It would probably take an entire book to do justice to Leonard Singh’s life and career. That volume would be a page-turner — complete with a bright, hard-working hero, inspiring characters, family bonds, and triumph over hardship.
Singh is a native of Guyana, a former British colony on the northern coast of South America. While the nation won its independence from the U.K. in 1966, the British educational system remained in place, and he won a scholarship to a highly regarded school several miles from his home. To earn the bus fare he needed to get there each day, he grew and sold vegetables.
In the early 1980s, when Singh was 12, his parents, seeking greater opportunity, immigrated to the U.S. with their five sons, settling in the Flatbush section of Brooklyn, near the aunt who had sponsored them. Despite enjoying the support of a large and warm extended family, life in New York was far from easy. Singh’s father, whom he calls “absolutely the smartest man I know,” had worked as a bookkeeper on a sugar plantation back in Guyana but was forced to earn his GED in order to find bookkeeping work in America; his mother, with no formal education and accustomed to staying home to care for her sons, now took on a series of odd jobs to help make ends meet.
With nine people — Singh, his mother, father, four brothers, and two boarders — crowded into a one-bedroom apartment, the school was a welcome respite from home, although enrolling took jumping through some bureaucratic hurdles: while Singh tested at a high school level, the city decreed that he was too young to attend Erasmus Hall with his older brother, and he was instead sent to Walt Whitman Junior High, where he ended his time as class valedictorian. (He still has his speech stashed away as a memento, he says.)
At Erasmus, which he attended next, he was valedictorian of the bicentennial graduating class, and because of his interest in science and math, an advisor suggested he consider engineering. Singh was game: he had heard American-born peers discussing a prestigious school called MIT, and, excited by the prospect of living in Massachusetts and gaining some independence, he applied. The choice to study electrical engineering, he admits, was also influenced by his friends.
After graduating with his B.S. in 1991, Singh joined a highly competitive entry-level program for new college graduates at the energy giant ConEd. The program found him working variously as a field engineer and operating supervisor at the Ravenswood Generating Station, Energy Control Center, and Manhattan Substation, among other assignments, and once his year was up, he was hired to work full-time in the Steam Operations division. It would be the first of many posts he held at the Fortune 500 company.
While happy there — and advancing steadily through the ranks — Singh was unwilling to rest on his laurels. Taking advantage of ConEd’s generous tuition-reimbursement policy, he applied to what was then known affectionately as Poly and studied part-time, in the evenings. Although he admits that it was rough to take classes and work concurrently, Singh persevered, and in 1998, he earned an M.S. in electrical engineering. (Later, in 2018, after realizing that studying business could only help his career, he earned an MBA from Columbia University.)
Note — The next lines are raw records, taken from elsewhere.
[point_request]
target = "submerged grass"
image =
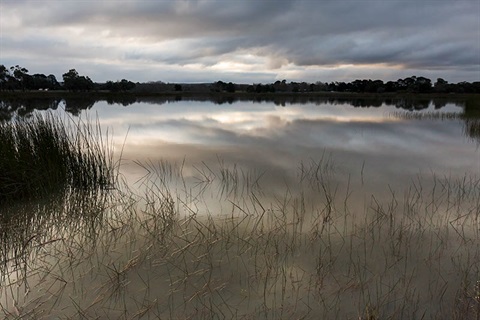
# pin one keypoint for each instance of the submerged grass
(46, 153)
(184, 248)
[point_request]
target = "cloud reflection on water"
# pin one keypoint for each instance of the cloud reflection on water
(268, 137)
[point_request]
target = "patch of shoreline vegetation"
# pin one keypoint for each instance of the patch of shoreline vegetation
(45, 153)
(311, 253)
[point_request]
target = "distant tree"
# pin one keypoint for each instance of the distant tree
(230, 87)
(74, 82)
(4, 76)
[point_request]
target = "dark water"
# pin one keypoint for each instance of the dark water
(321, 209)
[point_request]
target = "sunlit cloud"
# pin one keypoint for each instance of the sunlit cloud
(188, 41)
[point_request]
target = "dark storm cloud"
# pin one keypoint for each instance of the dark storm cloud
(417, 35)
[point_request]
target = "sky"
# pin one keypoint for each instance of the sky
(248, 41)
By the time he left ConEd, after 31 years, Singh had risen to the title of Senior Vice President of Customer Energy Solutions, a job that gave him responsibility for working with regulators and stakeholders to reshape the electric-delivery business model and integrate infrastructure planning, innovative technical options, battery storage, energy efficiency, rate design strategy, heating electrification, and electric vehicle initiatives, among other projects. (Directly prior to that he had been VP of Manhattan Electric Operations, with the staggering responsibility of providing the safe and reliable delivery of electricity to a borough with 1.6 million residences, a daily influx of 1.5 million commuters, and nearly 60 million tourists annually.)
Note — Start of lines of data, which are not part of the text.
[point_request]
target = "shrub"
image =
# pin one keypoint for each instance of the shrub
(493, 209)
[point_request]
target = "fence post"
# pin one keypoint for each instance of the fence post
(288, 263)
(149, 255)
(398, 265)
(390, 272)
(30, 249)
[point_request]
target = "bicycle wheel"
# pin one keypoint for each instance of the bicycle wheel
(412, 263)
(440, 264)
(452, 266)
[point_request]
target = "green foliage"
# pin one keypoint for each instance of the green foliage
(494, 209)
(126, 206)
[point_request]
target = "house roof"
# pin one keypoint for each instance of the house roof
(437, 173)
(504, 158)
Singh — whose volunteer posts have included the Executive Vice Presidency of the NYU-Poly Alumni Association, a seat on the Board of Directors at McBurney YMCA, and the directorship of the Salvadori Center and Knology, among others — is now the Chairman and President of Ameren Illinois. He had found it somewhat difficult to leave his longtime employer and the city he loved but realized that being at the helm of a major energy company was a logical next step in his career evolution.
“As chairman, I hope I can be a role model, maybe even to some other young girl or boy in Flatbush who loves science and math as I did,” he explains. “I’m standing on the shoulders of giants, as Isaac Newton said, and maybe I can pull someone else up as well.”
“Besides,” he concludes, “my grandparents were indentured servants forced to sail across an ocean to the unknown, and my parents got on a plane to forge a better life for their children. I was certainly not going to be afraid to grasp an opportunity of this magnitude simply because it required moving a few hundred miles.”